According to a recent article in New Scientist, around 22,000,000 tons of cheese were produced last
year. You don’t buy it by the ton, of course. So, that’s 44,000,000,000 pounds.
Seems staggering, but again, with around 7 billion folks potentially eating
cheese, well you can do the arithmetic.
More important is that cheese production is now
significantly greater than in 2000, which produced a still huge 15 million
tons. Which brings to the expansion of milk production, from 480 million tons
in 1970 to around 800 million tons today.
One the fastest growing markets for cheese now is Asia,
by the way.
That economic driver brings us to dairy cows, which in
the US, for example, means a 13% increase in milk per dairy cow between 2007
and 2016. A growing cheese market, rising demand for milk, and voila more
intensive efforts to get production figures up. And so the 20-year-life span
that would occur naturally falls to around 5 for a dairy cow. The end is
typically at the slaughterhouse.
Of course, as we are more and more sensitized to our
carbon footprints, more and more studies are conducted to measure the impact of
our foods, our clothing choices, our modes of travel, our lawn management
practices, and the list goes on.
Milk and yogurt are going to generate about 1.5 pounds of
carbon dioxide to produce around 1 pound of product. (I’m converting kg to lbs,
roughly, but fairly, I think.) About 6 pounds of CO2 for your pound of cream, 10
pounds for your mozzarella, and 13 pounds for cheddar.
The cheeses don’t stand alone when it comes to a carbon
footprint. Most folks know beef production tops out at about 23 pounds of
carbon for 1 pound of meat and lamb weighs in at 20 pounds.
Cheddar cheese on your burger? Groan a bit for this
well-worn slice of wisdom: There is no free lunch.

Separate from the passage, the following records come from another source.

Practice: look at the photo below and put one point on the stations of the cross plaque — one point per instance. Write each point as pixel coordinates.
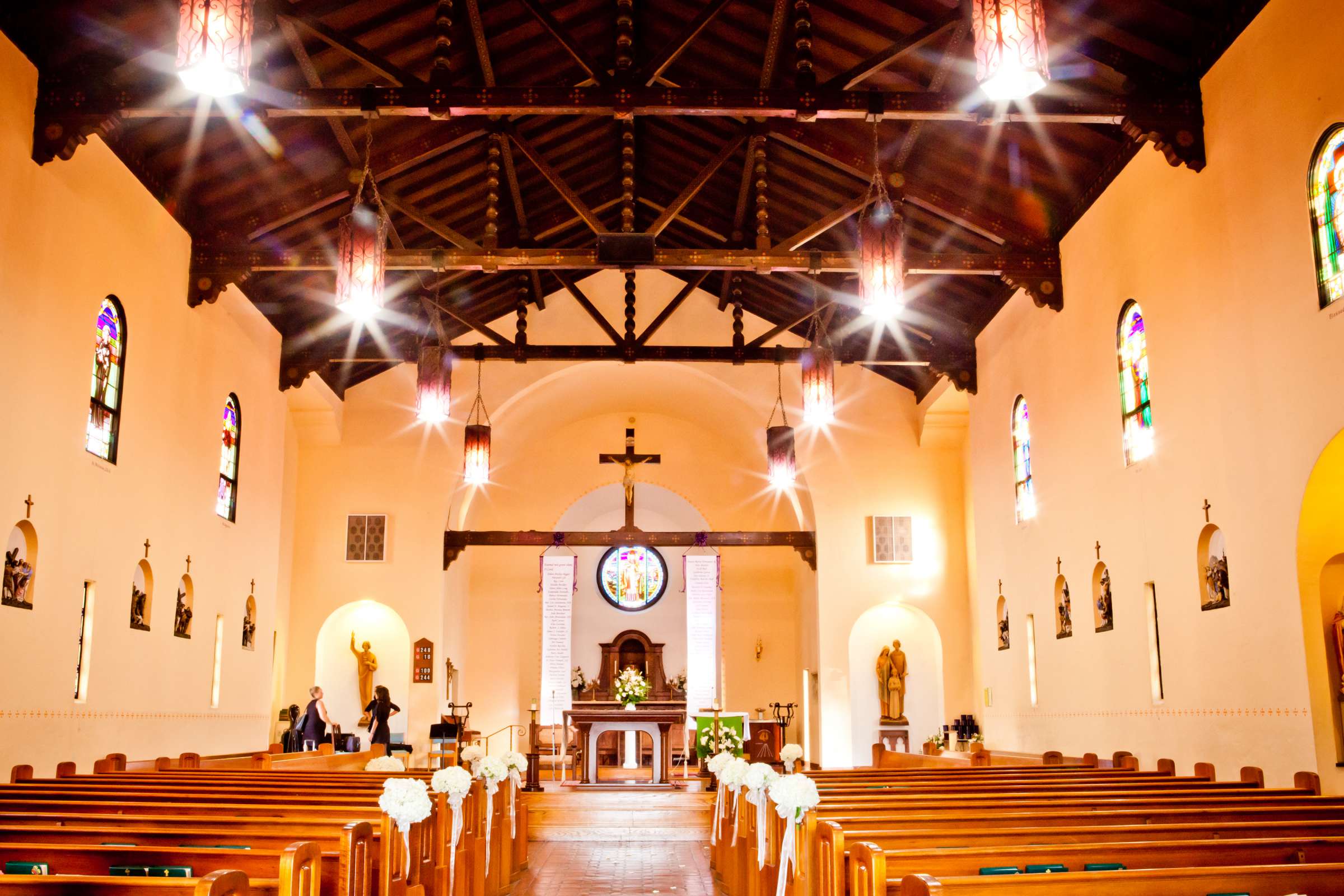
(629, 460)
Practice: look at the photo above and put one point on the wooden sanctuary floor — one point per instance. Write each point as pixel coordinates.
(568, 868)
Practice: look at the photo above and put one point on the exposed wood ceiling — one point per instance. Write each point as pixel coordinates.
(474, 182)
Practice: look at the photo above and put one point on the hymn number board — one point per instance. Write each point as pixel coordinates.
(424, 660)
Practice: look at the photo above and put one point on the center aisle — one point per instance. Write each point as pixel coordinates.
(569, 868)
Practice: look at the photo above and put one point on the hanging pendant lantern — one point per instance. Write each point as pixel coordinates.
(361, 261)
(476, 454)
(476, 440)
(882, 264)
(433, 385)
(781, 464)
(214, 46)
(1011, 55)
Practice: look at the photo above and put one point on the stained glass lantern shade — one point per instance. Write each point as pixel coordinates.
(214, 46)
(881, 262)
(632, 577)
(1135, 399)
(819, 386)
(1011, 55)
(476, 454)
(783, 464)
(1327, 191)
(433, 385)
(361, 262)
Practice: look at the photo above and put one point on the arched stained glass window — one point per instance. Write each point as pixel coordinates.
(1133, 383)
(227, 499)
(1026, 500)
(1327, 193)
(109, 354)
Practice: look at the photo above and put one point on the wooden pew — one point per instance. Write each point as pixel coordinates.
(1261, 880)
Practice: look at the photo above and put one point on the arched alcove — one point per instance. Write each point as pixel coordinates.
(1211, 562)
(1104, 608)
(250, 624)
(21, 566)
(1002, 617)
(185, 608)
(1063, 609)
(338, 669)
(142, 595)
(921, 641)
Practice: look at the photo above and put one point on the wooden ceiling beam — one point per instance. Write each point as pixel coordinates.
(566, 193)
(671, 307)
(824, 223)
(872, 65)
(561, 35)
(590, 308)
(701, 179)
(348, 46)
(654, 70)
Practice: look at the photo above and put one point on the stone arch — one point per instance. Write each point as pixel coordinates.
(185, 606)
(1104, 606)
(1063, 609)
(922, 645)
(142, 595)
(337, 671)
(1211, 567)
(21, 566)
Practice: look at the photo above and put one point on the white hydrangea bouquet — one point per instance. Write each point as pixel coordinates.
(757, 781)
(492, 772)
(455, 783)
(385, 763)
(794, 797)
(632, 687)
(405, 801)
(516, 766)
(730, 739)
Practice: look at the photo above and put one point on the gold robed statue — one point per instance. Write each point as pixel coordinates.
(367, 665)
(892, 684)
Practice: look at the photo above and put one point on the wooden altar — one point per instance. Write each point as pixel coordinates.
(593, 723)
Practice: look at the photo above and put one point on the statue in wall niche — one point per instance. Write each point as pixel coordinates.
(1104, 608)
(182, 618)
(1215, 580)
(1066, 614)
(138, 608)
(366, 665)
(892, 684)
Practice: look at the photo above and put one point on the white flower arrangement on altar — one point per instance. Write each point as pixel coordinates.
(794, 796)
(455, 782)
(385, 763)
(632, 687)
(730, 740)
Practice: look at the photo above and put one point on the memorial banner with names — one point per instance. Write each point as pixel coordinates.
(558, 578)
(702, 631)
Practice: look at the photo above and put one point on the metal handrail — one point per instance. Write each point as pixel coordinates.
(522, 734)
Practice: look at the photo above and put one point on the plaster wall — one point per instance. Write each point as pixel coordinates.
(68, 241)
(1222, 267)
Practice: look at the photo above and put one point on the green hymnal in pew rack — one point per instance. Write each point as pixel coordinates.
(26, 868)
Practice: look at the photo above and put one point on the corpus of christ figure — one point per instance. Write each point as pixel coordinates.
(629, 460)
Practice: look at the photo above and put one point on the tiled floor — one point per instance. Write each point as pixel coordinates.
(559, 868)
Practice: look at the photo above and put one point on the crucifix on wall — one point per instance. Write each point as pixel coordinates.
(629, 460)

Oh, for the mozzarella, about a gallon of milk to make 21
ounces of the cheese. Ouch! I always want extra mozzarella.
Pork, chicken, and fresh fish, are lower in producing CO2
than cheese in general (Not all cheeses are equal—see above.) The big winner,
if winning a smaller carbon footprint, would be the lowly bean which is almost
1 for 1 in CO2 vs actual product.
Eat more beans, I guess.
None of this information is meant to do any more than
illuminate what I think the heart of all environmental, economic, political,
and cultural issues—systems, the
better word. The scale and complexity of the physical world with its growing human
population, as one well-known personality discovered, complicate informed
choices.
What to do? The best you can as you deem best.